Ayant énoncé ces cinq principes et tenté d'en voir les implications dans le contexte actuel, Jean-François Zorn a voulu conclure en abordant la question qui donnait son titre à la conférence : «les temps sont-ils mûrs ?». Et de noter : «pour que le slogan-programme «la mission de partout vers partout» ne soit pas vidé de son sens et ne devienne pas «la mission de nulle part vers nulle part», il faut que nous considérions enfin que nos Églises locales sont en état de mission.» Mais pour cela, il y a des choix nécessaires à faire : «Pour prendre à bras le corps la question du témoignage, on ne pourra pas écarter d'un revers de main ce vieux mot qu'est le «paganisme» dont la mission a toujours fait son objet, ce que Kotto nommait «les opinions non chrétiennes». Il ne s'agit plus seulement des «peuples païens», là-bas en Afrique ou ailleurs, mais bien du néo-paganisme dans nos pays.»

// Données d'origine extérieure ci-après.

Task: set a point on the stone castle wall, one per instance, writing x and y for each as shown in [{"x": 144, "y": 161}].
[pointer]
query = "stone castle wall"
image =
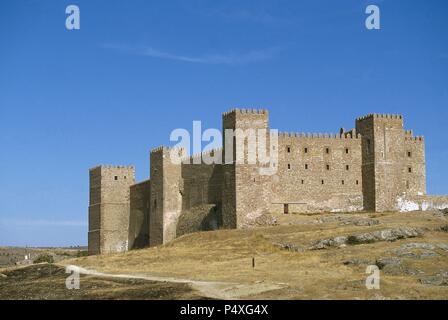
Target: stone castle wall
[{"x": 109, "y": 208}]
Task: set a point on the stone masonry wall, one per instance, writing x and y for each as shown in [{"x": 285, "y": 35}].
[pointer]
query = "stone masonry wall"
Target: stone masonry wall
[
  {"x": 139, "y": 215},
  {"x": 110, "y": 186},
  {"x": 318, "y": 173}
]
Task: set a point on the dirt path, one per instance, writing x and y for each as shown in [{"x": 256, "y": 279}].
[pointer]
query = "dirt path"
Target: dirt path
[{"x": 210, "y": 289}]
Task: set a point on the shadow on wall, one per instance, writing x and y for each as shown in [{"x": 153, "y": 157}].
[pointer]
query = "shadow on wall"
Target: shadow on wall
[{"x": 204, "y": 217}]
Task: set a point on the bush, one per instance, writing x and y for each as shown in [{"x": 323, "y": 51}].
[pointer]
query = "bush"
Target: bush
[
  {"x": 353, "y": 240},
  {"x": 44, "y": 258},
  {"x": 82, "y": 253}
]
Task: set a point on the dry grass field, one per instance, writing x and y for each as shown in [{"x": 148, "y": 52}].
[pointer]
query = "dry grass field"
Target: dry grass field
[{"x": 218, "y": 264}]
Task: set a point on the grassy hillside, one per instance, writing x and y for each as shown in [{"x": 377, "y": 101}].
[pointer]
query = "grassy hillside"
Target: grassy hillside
[{"x": 287, "y": 267}]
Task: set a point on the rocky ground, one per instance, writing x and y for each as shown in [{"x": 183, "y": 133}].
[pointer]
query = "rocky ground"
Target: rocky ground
[
  {"x": 320, "y": 256},
  {"x": 47, "y": 281},
  {"x": 11, "y": 256}
]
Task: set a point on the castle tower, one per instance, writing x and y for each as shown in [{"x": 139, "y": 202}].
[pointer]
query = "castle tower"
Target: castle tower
[
  {"x": 109, "y": 208},
  {"x": 165, "y": 196},
  {"x": 244, "y": 190},
  {"x": 388, "y": 162}
]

Quant aux moyens, conclut-il, «je crois que nous les avons avec les organismes que nos Églises se sont donnés, à savoir les services missionnaires tels que DM-Échange et mission en Suisse et le Défap-Service protestant de Mission en France. Pour y avoir travaillé pendant une dizaine d'années et continuer de les servir, je dirais que ce sont des lieux remarquables d'expertise en matière d'évangélisation mutuelle, de relations internationales, interculturelles et interreligieuses et j'ajoute : en matière de mémoire vive de l'histoire. Mais encore faut-il que cette expertise soit vraiment reconnue par nos Églises, que l'intégration de la mission dans l'Église ne soit pas une mise sous le boisseau de la mission, qu'on ne fasse pas de la mission une œuvre de l'Église, mais une Église à l'œuvre.»